We observed that the worms, mice, dogs, monkeys, and maybe even in humans. In fact, children who had survived the Second world war and the famine, show a striking lifespan. Why is it important? Because all of them have one thing in common: they ate less food. Therefore, the average height of a population can be a rough marker of the availability of food in childhood and adolescence, when one grows the fastest. It is a hypothesis of the case.
With regard to natural hypotheses, it may seem obvious, but genetics also determines the height. "The height of the family" is passed through genes, which determine the growth.

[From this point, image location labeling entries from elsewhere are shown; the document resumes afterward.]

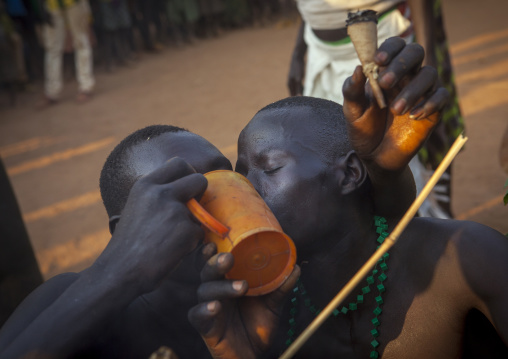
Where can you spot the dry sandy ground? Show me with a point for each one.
(213, 88)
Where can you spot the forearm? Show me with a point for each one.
(74, 319)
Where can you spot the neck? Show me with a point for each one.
(332, 265)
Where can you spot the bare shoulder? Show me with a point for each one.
(477, 252)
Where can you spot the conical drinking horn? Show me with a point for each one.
(362, 29)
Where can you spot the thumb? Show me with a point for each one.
(355, 99)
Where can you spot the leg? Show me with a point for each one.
(54, 37)
(79, 17)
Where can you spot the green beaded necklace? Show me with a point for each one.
(378, 273)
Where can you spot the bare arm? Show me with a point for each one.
(483, 254)
(387, 139)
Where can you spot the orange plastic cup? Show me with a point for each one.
(239, 221)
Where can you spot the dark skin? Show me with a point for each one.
(423, 32)
(439, 271)
(124, 303)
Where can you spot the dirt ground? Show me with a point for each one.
(213, 88)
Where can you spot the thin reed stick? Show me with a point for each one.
(387, 244)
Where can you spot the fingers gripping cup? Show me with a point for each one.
(240, 222)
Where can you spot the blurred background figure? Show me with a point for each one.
(26, 16)
(113, 28)
(12, 60)
(149, 14)
(331, 58)
(74, 15)
(182, 18)
(19, 272)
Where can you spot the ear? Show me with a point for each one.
(113, 220)
(352, 171)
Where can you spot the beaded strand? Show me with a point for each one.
(378, 273)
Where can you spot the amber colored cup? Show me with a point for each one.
(238, 221)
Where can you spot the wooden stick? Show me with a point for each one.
(387, 244)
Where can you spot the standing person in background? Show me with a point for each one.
(427, 17)
(115, 23)
(331, 57)
(148, 14)
(75, 15)
(12, 64)
(25, 15)
(19, 272)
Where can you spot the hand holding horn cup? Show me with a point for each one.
(362, 29)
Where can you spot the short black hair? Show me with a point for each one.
(116, 180)
(332, 127)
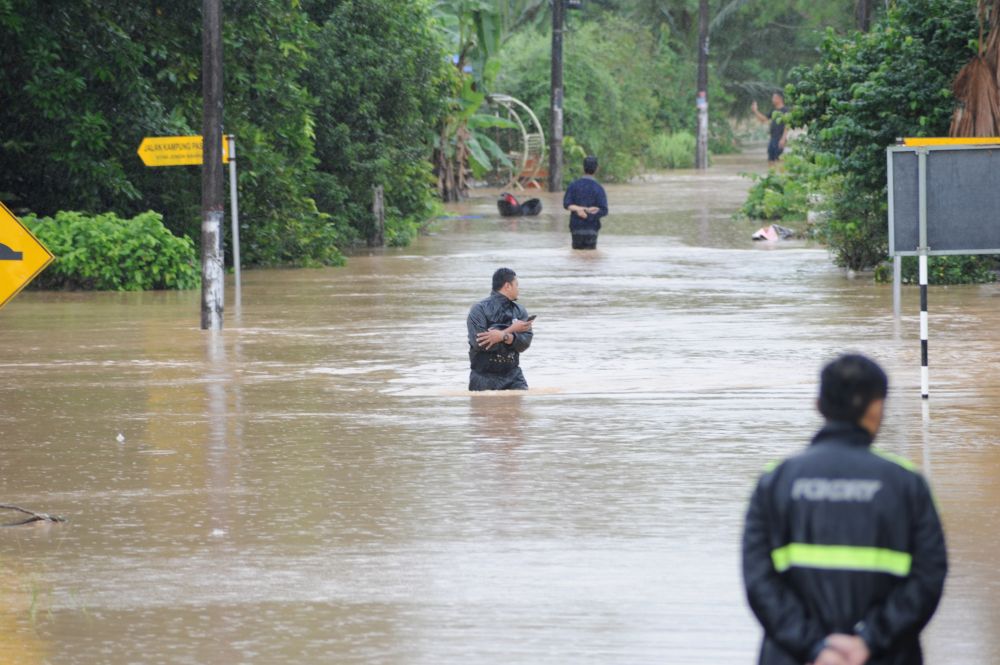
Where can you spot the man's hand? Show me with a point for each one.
(852, 647)
(487, 340)
(519, 326)
(830, 656)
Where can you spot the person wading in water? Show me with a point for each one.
(499, 332)
(587, 203)
(844, 559)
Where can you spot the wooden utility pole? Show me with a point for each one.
(701, 154)
(555, 138)
(212, 274)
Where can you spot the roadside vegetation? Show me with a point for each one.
(867, 90)
(330, 98)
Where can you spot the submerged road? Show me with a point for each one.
(314, 485)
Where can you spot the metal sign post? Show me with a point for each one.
(944, 194)
(235, 212)
(188, 151)
(923, 249)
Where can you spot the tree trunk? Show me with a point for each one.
(701, 154)
(863, 14)
(555, 140)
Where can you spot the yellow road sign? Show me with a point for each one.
(950, 140)
(22, 257)
(175, 151)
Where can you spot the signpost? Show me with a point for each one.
(175, 151)
(944, 194)
(22, 257)
(189, 151)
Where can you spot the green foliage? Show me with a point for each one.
(610, 105)
(776, 195)
(108, 253)
(868, 90)
(782, 193)
(380, 74)
(83, 82)
(945, 270)
(671, 151)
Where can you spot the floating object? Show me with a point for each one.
(32, 515)
(509, 206)
(773, 232)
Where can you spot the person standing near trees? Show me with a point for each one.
(844, 558)
(587, 203)
(779, 129)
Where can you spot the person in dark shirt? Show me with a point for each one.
(587, 203)
(844, 557)
(779, 130)
(499, 332)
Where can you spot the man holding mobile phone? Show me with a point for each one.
(499, 331)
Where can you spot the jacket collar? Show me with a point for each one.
(838, 431)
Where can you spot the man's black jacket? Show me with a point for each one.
(496, 312)
(843, 539)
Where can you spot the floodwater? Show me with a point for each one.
(313, 485)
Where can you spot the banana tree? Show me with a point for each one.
(475, 30)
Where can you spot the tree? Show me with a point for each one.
(867, 90)
(380, 75)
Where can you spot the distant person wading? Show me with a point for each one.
(587, 203)
(778, 127)
(499, 332)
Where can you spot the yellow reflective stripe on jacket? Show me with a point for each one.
(841, 557)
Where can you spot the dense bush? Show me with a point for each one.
(671, 151)
(868, 90)
(785, 192)
(108, 253)
(379, 100)
(776, 195)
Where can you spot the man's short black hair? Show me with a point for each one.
(503, 276)
(848, 385)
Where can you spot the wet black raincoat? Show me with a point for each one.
(843, 539)
(498, 368)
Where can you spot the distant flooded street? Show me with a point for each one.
(315, 485)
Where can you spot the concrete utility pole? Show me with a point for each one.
(701, 154)
(212, 274)
(555, 138)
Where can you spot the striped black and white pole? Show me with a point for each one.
(924, 374)
(923, 249)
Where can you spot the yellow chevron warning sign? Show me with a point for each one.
(22, 257)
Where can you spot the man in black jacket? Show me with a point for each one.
(499, 331)
(844, 558)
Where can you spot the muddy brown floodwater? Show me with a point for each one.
(313, 485)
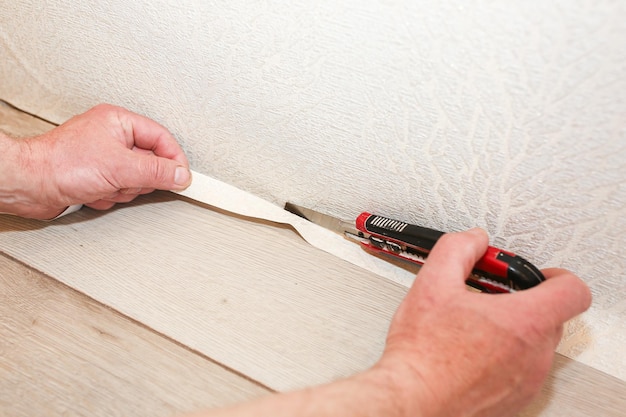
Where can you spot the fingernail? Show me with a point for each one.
(182, 176)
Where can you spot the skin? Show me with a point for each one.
(449, 351)
(105, 156)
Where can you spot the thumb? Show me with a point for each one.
(151, 171)
(452, 259)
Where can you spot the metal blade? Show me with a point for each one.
(329, 222)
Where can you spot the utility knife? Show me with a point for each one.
(498, 271)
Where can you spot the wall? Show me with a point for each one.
(506, 115)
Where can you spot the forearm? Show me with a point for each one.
(370, 394)
(11, 173)
(22, 180)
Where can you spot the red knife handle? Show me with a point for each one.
(505, 268)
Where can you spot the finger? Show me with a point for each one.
(452, 259)
(147, 134)
(560, 298)
(137, 171)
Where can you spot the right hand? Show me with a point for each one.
(452, 352)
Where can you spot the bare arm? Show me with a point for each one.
(449, 352)
(105, 156)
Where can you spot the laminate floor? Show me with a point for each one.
(177, 306)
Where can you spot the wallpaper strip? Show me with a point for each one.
(207, 190)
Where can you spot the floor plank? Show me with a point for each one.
(248, 294)
(65, 354)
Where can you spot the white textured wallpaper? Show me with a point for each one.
(507, 115)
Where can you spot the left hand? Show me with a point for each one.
(105, 156)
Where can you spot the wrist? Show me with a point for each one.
(22, 180)
(399, 389)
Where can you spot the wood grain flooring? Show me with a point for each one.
(62, 353)
(248, 300)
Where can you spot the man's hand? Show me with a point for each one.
(453, 352)
(105, 156)
(450, 352)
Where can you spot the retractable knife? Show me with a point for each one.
(498, 271)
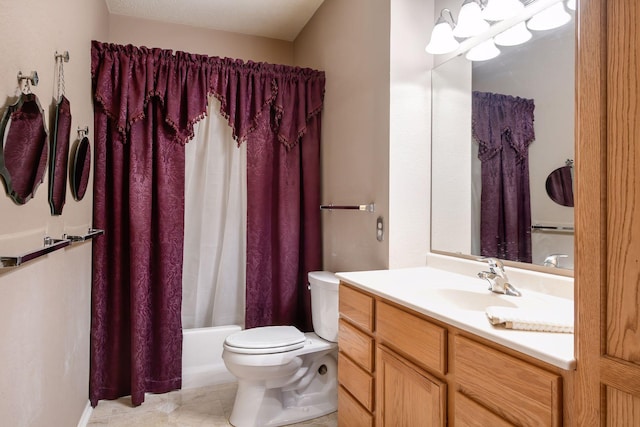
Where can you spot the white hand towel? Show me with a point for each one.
(531, 320)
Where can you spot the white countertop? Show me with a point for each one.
(461, 300)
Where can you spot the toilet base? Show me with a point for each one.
(256, 405)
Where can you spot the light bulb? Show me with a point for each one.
(470, 22)
(442, 40)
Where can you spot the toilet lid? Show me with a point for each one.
(267, 339)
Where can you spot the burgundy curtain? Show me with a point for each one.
(283, 226)
(503, 128)
(146, 102)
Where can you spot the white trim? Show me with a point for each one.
(86, 415)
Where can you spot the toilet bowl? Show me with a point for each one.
(286, 376)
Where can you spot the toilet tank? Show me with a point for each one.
(324, 304)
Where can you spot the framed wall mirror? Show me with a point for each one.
(540, 70)
(59, 157)
(80, 168)
(23, 157)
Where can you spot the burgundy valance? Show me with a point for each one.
(126, 77)
(498, 119)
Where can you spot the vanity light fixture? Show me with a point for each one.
(513, 36)
(499, 10)
(470, 22)
(552, 17)
(442, 40)
(482, 52)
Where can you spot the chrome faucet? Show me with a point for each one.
(497, 278)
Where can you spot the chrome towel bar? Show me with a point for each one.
(371, 207)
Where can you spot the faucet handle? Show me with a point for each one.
(494, 264)
(553, 260)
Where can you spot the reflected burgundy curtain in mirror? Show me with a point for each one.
(503, 127)
(146, 102)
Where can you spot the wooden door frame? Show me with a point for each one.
(590, 208)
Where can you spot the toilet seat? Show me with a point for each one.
(265, 340)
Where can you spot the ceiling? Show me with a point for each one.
(278, 19)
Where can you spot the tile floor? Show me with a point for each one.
(198, 407)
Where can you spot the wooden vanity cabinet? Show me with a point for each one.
(513, 390)
(426, 373)
(356, 358)
(406, 394)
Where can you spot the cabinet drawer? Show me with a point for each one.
(357, 307)
(350, 413)
(512, 388)
(469, 414)
(419, 339)
(355, 379)
(356, 344)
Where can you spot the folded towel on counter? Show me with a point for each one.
(530, 320)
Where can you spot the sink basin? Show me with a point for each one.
(473, 300)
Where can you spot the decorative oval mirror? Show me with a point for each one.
(59, 156)
(23, 157)
(80, 168)
(559, 186)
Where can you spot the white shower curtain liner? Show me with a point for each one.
(213, 278)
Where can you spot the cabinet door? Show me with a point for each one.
(406, 395)
(470, 414)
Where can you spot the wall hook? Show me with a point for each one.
(82, 132)
(31, 79)
(64, 56)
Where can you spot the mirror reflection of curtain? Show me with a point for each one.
(503, 128)
(213, 277)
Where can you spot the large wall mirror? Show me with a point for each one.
(541, 71)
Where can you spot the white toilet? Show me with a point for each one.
(286, 376)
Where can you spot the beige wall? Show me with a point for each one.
(45, 304)
(349, 40)
(375, 130)
(142, 32)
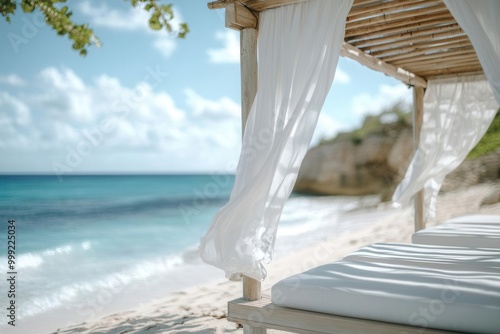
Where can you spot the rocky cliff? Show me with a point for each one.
(374, 161)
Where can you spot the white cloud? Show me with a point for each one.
(230, 51)
(341, 77)
(134, 19)
(59, 112)
(326, 128)
(12, 80)
(371, 104)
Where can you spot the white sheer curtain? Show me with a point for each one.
(480, 19)
(298, 48)
(457, 113)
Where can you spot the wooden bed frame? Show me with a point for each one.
(260, 314)
(387, 36)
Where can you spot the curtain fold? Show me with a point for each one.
(457, 113)
(480, 21)
(298, 50)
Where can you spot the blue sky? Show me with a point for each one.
(144, 101)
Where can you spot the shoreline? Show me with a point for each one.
(203, 308)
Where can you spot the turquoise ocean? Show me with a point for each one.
(88, 245)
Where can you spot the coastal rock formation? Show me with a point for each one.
(376, 165)
(371, 166)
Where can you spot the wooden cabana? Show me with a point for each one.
(411, 40)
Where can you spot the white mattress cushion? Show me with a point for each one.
(455, 300)
(493, 219)
(484, 235)
(481, 259)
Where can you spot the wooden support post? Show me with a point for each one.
(251, 292)
(418, 114)
(249, 67)
(248, 58)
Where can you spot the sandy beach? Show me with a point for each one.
(202, 309)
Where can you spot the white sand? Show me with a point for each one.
(203, 309)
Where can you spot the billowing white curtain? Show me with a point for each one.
(480, 19)
(298, 51)
(457, 113)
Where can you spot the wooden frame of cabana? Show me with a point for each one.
(410, 40)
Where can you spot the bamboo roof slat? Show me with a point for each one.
(382, 8)
(410, 41)
(409, 14)
(437, 55)
(417, 52)
(383, 54)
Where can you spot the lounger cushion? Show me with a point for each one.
(494, 219)
(484, 235)
(454, 300)
(480, 259)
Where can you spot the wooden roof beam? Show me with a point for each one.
(399, 73)
(239, 17)
(219, 4)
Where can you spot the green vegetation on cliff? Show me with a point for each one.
(389, 122)
(398, 117)
(490, 141)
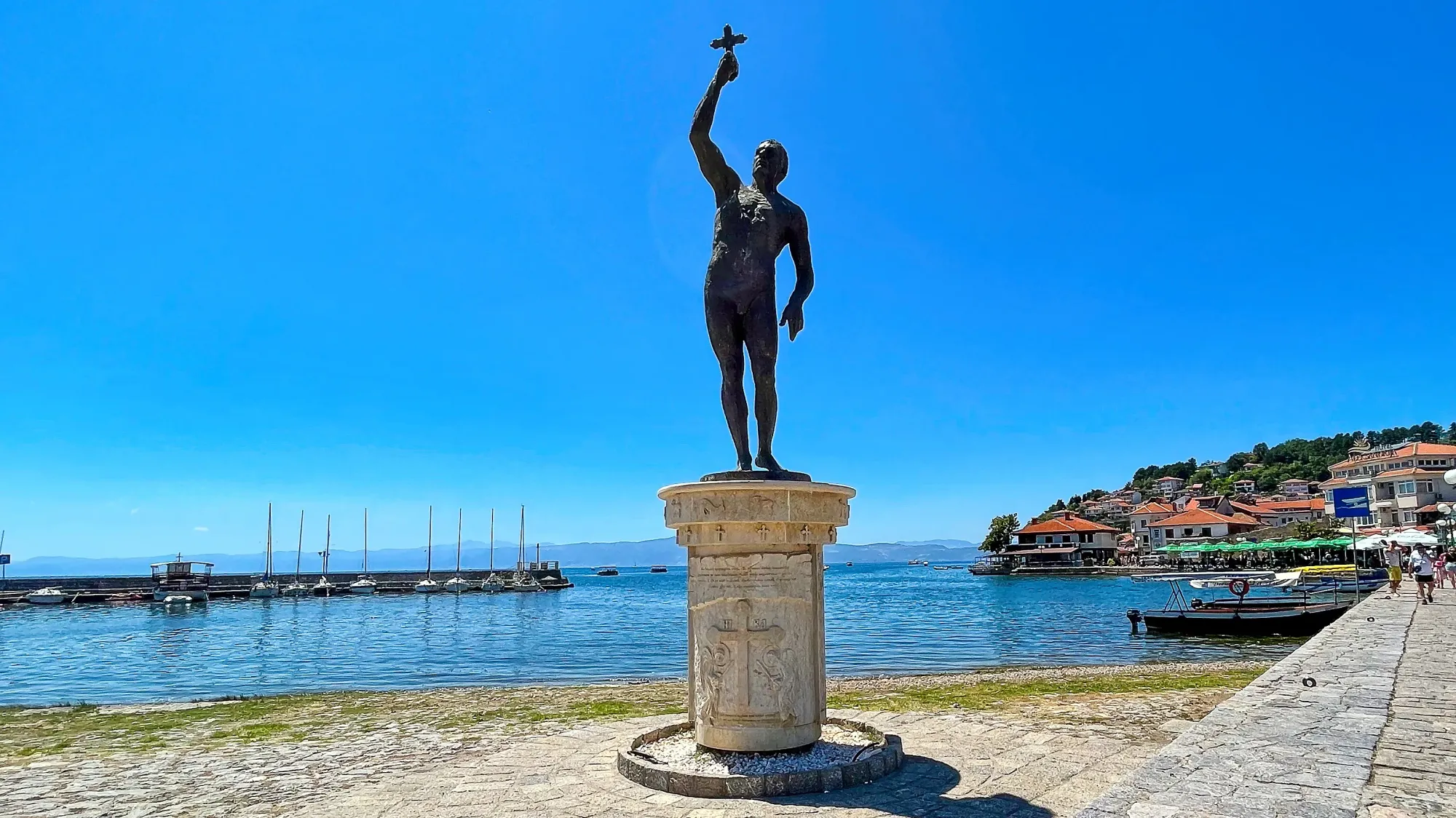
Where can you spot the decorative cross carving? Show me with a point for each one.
(743, 641)
(729, 40)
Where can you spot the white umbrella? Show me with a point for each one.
(1369, 544)
(1412, 538)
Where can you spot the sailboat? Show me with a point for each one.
(429, 586)
(267, 587)
(324, 587)
(458, 584)
(365, 584)
(493, 584)
(523, 580)
(298, 589)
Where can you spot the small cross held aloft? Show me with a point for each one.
(729, 40)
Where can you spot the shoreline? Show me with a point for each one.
(970, 676)
(465, 717)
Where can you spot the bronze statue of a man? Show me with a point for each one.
(752, 228)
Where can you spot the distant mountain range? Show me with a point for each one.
(475, 555)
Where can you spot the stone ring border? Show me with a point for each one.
(769, 785)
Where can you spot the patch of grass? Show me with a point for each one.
(994, 695)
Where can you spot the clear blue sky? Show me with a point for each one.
(366, 254)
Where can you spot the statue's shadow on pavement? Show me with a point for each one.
(919, 790)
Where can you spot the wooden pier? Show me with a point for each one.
(238, 586)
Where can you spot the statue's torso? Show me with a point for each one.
(749, 232)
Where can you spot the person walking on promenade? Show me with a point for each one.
(1393, 565)
(1425, 570)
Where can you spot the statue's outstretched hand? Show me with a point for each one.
(729, 68)
(793, 318)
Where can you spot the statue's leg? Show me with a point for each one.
(726, 334)
(762, 337)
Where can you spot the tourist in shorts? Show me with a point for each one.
(1425, 571)
(1393, 555)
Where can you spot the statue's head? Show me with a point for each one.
(771, 165)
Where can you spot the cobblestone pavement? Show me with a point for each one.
(963, 763)
(1361, 721)
(1415, 771)
(957, 765)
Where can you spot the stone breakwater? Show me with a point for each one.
(1358, 723)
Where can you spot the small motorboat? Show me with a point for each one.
(1240, 616)
(49, 597)
(525, 583)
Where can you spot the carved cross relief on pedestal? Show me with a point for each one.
(746, 635)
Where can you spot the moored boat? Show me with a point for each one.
(266, 587)
(365, 584)
(49, 597)
(181, 579)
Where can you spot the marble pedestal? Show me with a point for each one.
(756, 608)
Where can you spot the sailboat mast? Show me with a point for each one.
(298, 565)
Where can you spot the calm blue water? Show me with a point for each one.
(880, 619)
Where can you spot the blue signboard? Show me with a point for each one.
(1352, 503)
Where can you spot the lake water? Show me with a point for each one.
(879, 619)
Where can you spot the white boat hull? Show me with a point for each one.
(197, 595)
(49, 599)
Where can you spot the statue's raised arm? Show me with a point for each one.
(710, 159)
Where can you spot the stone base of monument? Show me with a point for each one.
(670, 761)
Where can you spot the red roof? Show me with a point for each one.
(1409, 450)
(1062, 523)
(1205, 517)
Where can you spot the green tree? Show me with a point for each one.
(998, 535)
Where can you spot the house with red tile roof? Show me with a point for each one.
(1404, 481)
(1202, 525)
(1065, 539)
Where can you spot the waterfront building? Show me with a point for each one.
(1064, 541)
(1206, 526)
(1404, 481)
(1144, 522)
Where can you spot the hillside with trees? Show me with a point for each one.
(1299, 459)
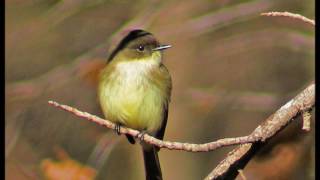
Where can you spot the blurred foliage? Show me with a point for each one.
(231, 68)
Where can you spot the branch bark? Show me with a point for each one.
(303, 102)
(237, 159)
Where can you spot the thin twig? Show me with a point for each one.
(262, 132)
(290, 15)
(239, 157)
(151, 140)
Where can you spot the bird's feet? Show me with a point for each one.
(117, 129)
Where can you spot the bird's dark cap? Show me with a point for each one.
(134, 34)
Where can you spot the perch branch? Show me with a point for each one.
(239, 157)
(151, 140)
(262, 132)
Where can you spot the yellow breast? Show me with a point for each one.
(128, 95)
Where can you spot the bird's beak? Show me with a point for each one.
(161, 47)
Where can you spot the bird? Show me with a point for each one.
(135, 90)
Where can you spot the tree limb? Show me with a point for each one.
(262, 132)
(239, 157)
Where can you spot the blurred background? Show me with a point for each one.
(231, 69)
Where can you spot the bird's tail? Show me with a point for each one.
(152, 164)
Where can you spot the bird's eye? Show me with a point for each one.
(140, 48)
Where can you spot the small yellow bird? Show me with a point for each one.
(135, 89)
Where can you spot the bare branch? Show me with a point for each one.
(151, 140)
(239, 157)
(290, 15)
(262, 132)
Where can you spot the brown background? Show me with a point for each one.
(231, 68)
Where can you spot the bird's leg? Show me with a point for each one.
(140, 135)
(117, 129)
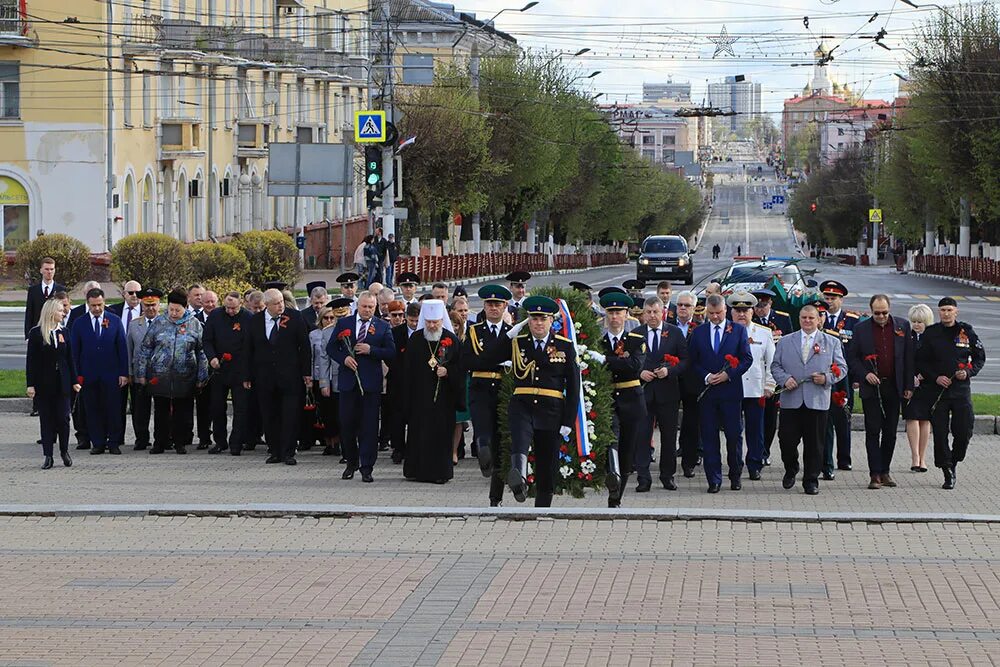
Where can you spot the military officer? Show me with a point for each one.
(840, 324)
(950, 354)
(546, 396)
(408, 283)
(625, 356)
(480, 345)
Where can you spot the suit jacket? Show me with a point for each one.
(383, 348)
(103, 358)
(283, 362)
(863, 344)
(788, 363)
(50, 370)
(33, 305)
(705, 360)
(672, 342)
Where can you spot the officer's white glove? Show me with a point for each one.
(516, 329)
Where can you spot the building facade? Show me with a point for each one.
(197, 91)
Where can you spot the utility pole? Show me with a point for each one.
(388, 152)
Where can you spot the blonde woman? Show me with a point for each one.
(917, 412)
(51, 379)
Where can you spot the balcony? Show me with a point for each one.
(13, 25)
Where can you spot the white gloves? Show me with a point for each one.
(516, 329)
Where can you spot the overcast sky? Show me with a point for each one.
(633, 41)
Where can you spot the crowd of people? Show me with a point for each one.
(380, 370)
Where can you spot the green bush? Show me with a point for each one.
(155, 260)
(207, 260)
(272, 256)
(72, 259)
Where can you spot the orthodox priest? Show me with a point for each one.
(433, 392)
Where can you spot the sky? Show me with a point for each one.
(633, 41)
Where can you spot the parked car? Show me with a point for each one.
(665, 257)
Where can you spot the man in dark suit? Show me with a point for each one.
(278, 363)
(101, 356)
(224, 339)
(40, 292)
(880, 362)
(360, 344)
(720, 355)
(625, 356)
(665, 363)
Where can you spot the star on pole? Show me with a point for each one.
(723, 43)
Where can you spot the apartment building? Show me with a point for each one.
(197, 91)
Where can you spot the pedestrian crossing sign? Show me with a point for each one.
(369, 127)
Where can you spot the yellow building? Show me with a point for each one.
(198, 88)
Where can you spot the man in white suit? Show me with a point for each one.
(758, 383)
(806, 365)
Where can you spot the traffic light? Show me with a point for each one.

In particular, the gene FOXO3 is a common variation, which is associated with lifespan in worms, flies and humans. This gene has many roles, he contributes to the activation of stem cells, control mechanisms of cell death and changes the efficiency of insulin and insulin-like growth factors. They all play a role in how the body feels, how much he has energy and what growth it can provide beyond what is necessary for the body to maintain the amount of nutrients and energy. Therefore, the change in the gene FOXO3 may contribute to a hypothetical connection between lifespan, growth, and calorie consumption, sending more or less energy in the growing organism.
So while high growth is associated with short lifespan, we don't yet understand exactly how. There are good studies related to genetics and lifestyle, which may say that you just need to eat less to live longer. It would seem that the words simple and clear, but to get people to eat less has always been difficult.